また、作成したモデルを効率的かつ統一的に評価するため、6つの新しいシミュレーションベンチマークが「lerobot-eval」として統合された。ユーザーは単一のコマンドライン(CLI)操作を通じて、さまざまなシミュレーション環境でロボットの性能を測定・比較できるようになった。
実機デプロイと学習プロセスの効率化
実機への展開(デプロイ)を支援するため、専用のコマンドラインツール「lerobot-rollout」が新たに追加された。このツールには、ロボットが動作に失敗した際に人間が介入して正しい動作へと軌道修正を行い、その失敗パターンを新たな学習データとして再利用する「DAgger(Dataset Aggregation)」スタイルのヒューマン・イン・ザ・ループ(人間介在型)機能が備わっている。
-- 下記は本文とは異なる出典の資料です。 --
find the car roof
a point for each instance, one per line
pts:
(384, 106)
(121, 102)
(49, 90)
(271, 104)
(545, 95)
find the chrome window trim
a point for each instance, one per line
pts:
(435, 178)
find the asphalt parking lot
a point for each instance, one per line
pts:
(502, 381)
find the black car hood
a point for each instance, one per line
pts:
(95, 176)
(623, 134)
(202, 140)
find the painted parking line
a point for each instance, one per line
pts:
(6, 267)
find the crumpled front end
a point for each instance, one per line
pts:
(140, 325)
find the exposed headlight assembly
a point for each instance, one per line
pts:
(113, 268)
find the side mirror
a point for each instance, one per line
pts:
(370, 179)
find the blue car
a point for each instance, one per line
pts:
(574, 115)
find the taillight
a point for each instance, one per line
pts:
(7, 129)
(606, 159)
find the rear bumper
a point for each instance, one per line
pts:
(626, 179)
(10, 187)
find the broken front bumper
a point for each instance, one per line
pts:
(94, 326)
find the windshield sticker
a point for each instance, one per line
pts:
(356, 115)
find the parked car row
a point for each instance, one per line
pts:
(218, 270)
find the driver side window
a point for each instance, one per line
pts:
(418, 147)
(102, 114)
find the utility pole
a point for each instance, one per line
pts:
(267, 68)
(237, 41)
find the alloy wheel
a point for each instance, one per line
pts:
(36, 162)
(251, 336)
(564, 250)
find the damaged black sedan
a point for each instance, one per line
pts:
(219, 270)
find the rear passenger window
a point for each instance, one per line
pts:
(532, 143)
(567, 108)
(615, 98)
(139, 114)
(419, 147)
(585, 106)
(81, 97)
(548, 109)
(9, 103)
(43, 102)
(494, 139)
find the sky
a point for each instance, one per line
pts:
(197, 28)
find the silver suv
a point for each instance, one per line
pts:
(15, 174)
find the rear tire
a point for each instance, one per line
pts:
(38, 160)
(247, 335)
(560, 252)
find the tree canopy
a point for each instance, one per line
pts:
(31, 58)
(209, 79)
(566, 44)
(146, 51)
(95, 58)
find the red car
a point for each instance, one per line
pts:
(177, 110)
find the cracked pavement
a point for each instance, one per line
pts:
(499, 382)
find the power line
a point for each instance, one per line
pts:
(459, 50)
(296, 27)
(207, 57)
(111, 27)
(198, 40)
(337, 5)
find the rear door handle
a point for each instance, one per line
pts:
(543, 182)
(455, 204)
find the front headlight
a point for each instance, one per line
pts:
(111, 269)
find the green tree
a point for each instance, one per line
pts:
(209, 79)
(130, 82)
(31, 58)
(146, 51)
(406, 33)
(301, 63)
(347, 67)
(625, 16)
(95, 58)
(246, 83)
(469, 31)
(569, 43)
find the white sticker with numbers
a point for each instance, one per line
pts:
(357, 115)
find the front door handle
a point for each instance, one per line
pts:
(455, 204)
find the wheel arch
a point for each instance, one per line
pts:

これにより、失敗を学習の糧にしながら動作精度を向上させることが可能だという。
学習環境においても、GPU(画像処理半導体)の単体メモリ容量を超える巨大なモデルをトレーニングできるよう、メモリ効率を高める技術「FSDP(Fully Sharded Data Parallel)」をサポートした。さらに、Hugging Faceが提供するクラウド計算プラットフォーム「HF Jobs」を利用したクラウドトレーニングも行えるようになっている。
データセット機能の拡充と軽量化
データ収集やデータセットの管理機能も、実用性を重視して大幅に強化されている。
まず、カメラ画像だけでなく距離情報を扱う「深度(デプス)センサー」からの入力データにエンドツーエンドで対応した。また、VLM(視覚と言語を処理するAIモデル)を利用して、収集したロボットデータに自動で言語説明(テキストアノテーション)を付与する機能も搭載された。これにより、大規模なデータセットの構築が容易になるという。
動画データの保存においても、用途に合わせたカスタムビデオエンコーディング(圧縮・符号化技術)が指定可能になった。これらデータセット機能の改良により、データの読み込み速度は従来に比べて最大で2倍高速化されたとしている。
なお、今回のリリースに合わせてインストールプロセスも見直され、不要な依存パッケージを削減したよりクリーンで軽量なセットアップが可能になった。